What is a Machine Learning Engineer at SentinelOne?
As a Machine Learning Engineer at SentinelOne, you are at the forefront of autonomous cybersecurity. Your work directly impacts the Singularity Platform, which leverages advanced AI to detect, prevent, and respond to sophisticated cyber threats at machine speed. By building and deploying robust ML models, you help protect enterprise infrastructure from increasingly complex and automated attacks.
This role is both technically demanding and strategically critical. You will work within an ecosystem characterized by massive scale and high-stakes requirements, where the difference between a successful detection and a missed threat often comes down to the efficiency and accuracy of your models. You will collaborate with cross-functional teams, including security researchers and platform engineers, to translate abstract security challenges into scalable, production-grade machine learning solutions.
Common Interview Questions
The following questions are representative of the patterns observed in recent interview cycles. While the specific technical focus may shift depending on the team—such as threat intelligence or platform infrastructure—you should expect a rigorous evaluation of both your theoretical depth and your ability to write clean, production-ready code.
ML Theory and Fundamentals
- Explain the relationship between Euclidean distance and L2 distance.

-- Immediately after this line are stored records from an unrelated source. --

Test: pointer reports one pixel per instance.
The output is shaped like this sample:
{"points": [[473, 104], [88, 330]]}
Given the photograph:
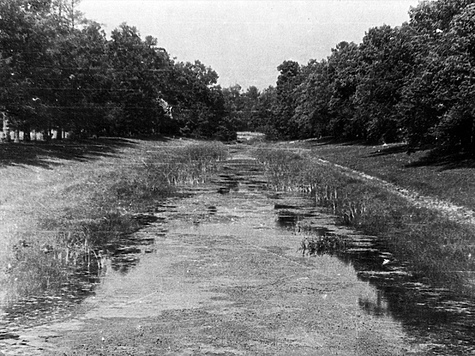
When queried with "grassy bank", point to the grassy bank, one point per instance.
{"points": [[443, 174], [58, 211], [434, 247]]}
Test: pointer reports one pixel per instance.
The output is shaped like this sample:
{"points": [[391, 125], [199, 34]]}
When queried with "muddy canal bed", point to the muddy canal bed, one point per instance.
{"points": [[222, 272]]}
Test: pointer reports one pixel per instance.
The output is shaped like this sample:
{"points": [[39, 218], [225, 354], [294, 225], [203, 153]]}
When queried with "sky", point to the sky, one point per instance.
{"points": [[245, 40]]}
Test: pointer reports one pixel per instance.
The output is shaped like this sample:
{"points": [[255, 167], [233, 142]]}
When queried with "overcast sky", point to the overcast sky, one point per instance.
{"points": [[245, 41]]}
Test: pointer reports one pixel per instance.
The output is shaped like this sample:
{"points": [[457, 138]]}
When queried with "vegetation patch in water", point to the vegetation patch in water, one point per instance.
{"points": [[435, 247], [97, 208]]}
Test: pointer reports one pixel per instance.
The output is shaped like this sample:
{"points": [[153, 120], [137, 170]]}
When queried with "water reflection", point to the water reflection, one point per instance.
{"points": [[59, 302], [440, 321]]}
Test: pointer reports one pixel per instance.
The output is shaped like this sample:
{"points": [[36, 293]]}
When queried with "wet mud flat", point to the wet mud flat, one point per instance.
{"points": [[222, 272]]}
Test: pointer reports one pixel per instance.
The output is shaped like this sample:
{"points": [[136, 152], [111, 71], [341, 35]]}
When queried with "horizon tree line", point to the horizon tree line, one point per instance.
{"points": [[413, 83]]}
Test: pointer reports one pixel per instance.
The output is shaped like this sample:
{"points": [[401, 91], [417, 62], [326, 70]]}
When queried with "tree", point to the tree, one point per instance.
{"points": [[287, 81], [343, 75]]}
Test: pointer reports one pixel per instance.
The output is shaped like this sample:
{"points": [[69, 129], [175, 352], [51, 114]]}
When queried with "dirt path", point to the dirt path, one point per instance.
{"points": [[449, 210], [224, 280]]}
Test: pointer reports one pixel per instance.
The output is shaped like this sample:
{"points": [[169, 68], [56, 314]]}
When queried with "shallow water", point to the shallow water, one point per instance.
{"points": [[238, 208]]}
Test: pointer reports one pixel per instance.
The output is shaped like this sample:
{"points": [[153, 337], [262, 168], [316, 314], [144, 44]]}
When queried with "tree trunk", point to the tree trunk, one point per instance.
{"points": [[26, 133], [6, 129], [16, 137]]}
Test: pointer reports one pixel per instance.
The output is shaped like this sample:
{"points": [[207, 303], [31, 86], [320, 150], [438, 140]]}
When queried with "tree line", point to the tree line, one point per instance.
{"points": [[413, 83], [59, 71]]}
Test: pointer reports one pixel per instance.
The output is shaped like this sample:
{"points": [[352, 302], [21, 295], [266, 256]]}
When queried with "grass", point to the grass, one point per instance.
{"points": [[435, 248], [445, 175], [58, 212]]}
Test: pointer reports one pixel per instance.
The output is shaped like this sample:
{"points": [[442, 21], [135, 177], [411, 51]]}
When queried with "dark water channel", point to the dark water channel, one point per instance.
{"points": [[434, 321]]}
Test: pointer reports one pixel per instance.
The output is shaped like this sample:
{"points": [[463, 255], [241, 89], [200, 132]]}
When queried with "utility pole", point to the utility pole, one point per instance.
{"points": [[6, 129]]}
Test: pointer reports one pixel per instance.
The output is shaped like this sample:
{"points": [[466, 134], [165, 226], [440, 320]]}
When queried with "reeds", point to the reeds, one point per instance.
{"points": [[95, 208], [434, 247]]}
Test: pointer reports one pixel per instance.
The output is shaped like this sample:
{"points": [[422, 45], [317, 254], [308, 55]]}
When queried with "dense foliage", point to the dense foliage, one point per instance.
{"points": [[413, 83], [59, 72]]}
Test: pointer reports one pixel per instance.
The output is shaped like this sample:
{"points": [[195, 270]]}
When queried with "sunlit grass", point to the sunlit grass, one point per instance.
{"points": [[78, 207], [434, 247]]}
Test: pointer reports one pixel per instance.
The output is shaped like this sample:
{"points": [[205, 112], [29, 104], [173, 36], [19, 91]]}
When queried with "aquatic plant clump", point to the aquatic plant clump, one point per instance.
{"points": [[191, 164], [89, 213], [433, 246]]}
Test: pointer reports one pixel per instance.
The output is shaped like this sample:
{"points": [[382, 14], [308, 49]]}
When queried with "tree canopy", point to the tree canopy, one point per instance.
{"points": [[59, 71]]}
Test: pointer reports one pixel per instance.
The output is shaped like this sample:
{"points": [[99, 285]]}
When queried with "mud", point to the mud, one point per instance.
{"points": [[222, 272]]}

- What are the trade-offs when choosing between different distance metrics for high-dimensional vector similarity?
- How do you handle class imbalance in security-focused datasets where malicious activity is a rare event?
- Discuss the properties and limitations of various dimensionality reduction techniques.
ML System Design
- How would you design a system to perform real-time anomaly detection on streaming endpoint data?
- Explain how you would implement a vector similarity search engine; what are the trade-offs between linear search and graph-based indices?
- How do you evaluate the efficacy of using synthetic data generated by an LLM for training downstream classification models?
- What considerations are necessary when deploying a model that must maintain low latency on an endpoint agent?
Coding and Pair Programming
- Implement a vector similarity function from scratch, focusing on computational efficiency.
- Optimize a provided piece of code that currently uses inefficient memory allocation (e.g., iterative DataFrame resizing).
- Refactor a snippet of code to improve testability and decouple business logic from unit tests.
- Discuss Big-O complexity for your proposed solution and identify potential bottlenecks in memory usage.